Published: 13 Jul 2020 | Last Updated: 28 Sep 2020 17:22:08

The cow herd located at RVC's Boltons Park Farm have recently been fitted with an activity tracker named CowAlert. The CowAlert system consists of several monitoring sensors placed on their legs and they measure and track activity budgets, detect lameness and oestrus.

CowAlert monitoring sensors track cow behaviour and activity

The monitoring sensors and CowAlert system was funded by an RVC Animal Care Trust grant of £29,000. The sensors aim to improve herd welfare, expose RVC students to technology available in practice, and also provide research opportunities to RVC staff and students into early detection behavioural changes.

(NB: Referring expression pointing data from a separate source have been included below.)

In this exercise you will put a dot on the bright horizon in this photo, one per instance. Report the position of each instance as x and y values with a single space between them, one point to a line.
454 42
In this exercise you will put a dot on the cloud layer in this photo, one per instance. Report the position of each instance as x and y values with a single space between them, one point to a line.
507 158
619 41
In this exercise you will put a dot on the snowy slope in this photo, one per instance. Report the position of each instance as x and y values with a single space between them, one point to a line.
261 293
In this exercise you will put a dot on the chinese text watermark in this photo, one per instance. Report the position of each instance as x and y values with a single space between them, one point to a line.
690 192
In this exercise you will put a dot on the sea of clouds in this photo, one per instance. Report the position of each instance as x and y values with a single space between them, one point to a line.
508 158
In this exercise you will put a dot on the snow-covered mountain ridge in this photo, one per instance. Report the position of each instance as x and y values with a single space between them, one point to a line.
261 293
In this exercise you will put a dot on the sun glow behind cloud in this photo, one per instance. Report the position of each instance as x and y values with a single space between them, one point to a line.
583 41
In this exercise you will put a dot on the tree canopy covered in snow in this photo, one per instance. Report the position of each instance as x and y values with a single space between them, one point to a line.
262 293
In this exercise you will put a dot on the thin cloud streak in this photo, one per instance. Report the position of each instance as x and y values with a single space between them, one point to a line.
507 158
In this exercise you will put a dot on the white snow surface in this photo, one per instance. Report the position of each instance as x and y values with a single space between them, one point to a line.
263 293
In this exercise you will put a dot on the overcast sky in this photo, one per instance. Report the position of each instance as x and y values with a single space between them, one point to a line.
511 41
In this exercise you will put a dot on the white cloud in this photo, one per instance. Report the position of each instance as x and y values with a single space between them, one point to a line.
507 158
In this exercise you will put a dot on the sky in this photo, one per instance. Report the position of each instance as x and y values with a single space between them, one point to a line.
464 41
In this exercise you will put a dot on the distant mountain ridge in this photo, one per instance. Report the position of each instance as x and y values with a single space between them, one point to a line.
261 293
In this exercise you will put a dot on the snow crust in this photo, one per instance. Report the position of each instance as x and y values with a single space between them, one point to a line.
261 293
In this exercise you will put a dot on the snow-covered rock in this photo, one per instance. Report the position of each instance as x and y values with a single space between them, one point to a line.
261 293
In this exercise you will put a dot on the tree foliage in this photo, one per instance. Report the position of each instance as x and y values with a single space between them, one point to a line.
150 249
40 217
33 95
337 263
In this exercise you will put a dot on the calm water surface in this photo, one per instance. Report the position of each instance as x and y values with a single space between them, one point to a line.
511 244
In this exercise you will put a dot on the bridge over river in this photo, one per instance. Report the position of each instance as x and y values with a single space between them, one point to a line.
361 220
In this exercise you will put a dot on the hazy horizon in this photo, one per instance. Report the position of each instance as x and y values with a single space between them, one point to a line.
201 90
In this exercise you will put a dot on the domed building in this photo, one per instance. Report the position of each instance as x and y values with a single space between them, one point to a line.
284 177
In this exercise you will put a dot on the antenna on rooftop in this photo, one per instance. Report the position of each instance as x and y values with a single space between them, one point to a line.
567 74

Technology and ‘big data’ are becoming more common on farms, and the data gathered from the CowAlert system will complement the clinical activity of RVC farm staff and students. Once the sensors have been tracking activity for a short period of time, the system can access historic data to learn cows’ individual behaviour and flag up any changes which may indicate an issue.

Early detection of lameness is vital, and early treatment results in improved recovery. The monitors will enable the long-term monitoring of the impact of lameness on the cattle and to develop early intervention tactics. These monitors may also help the detection of sub-clinical disease in the herd. Cows are naturally stoic in nature and as such may hide disease until it is advanced. Any detection of sub-clinical disease will have a huge benefit to the welfare of the cattle.

CowAlert monitoring sensors collect data on activity and behaviour
CowAlert monitoring sensors collect data on activity and behaviour

Additionally, the storage of data across the herd can be accessed by staff and students for research projects into their activity, lameness and their oestrus. The data can be accessed remotely allowing for more flexibility and greater tracking of cow behaviour and activity. This has been particularly useful in light of the COVID-19 outbreak where a number of research projects have been able to continue remotely without the need to be on campus.

RVC students are currently using the sensors to undertake research into the relationship between oestrus intensity and productivity, and the impacts of specific lesions and hoof trimming on lying behaviour. More projects are due to start in the autumn.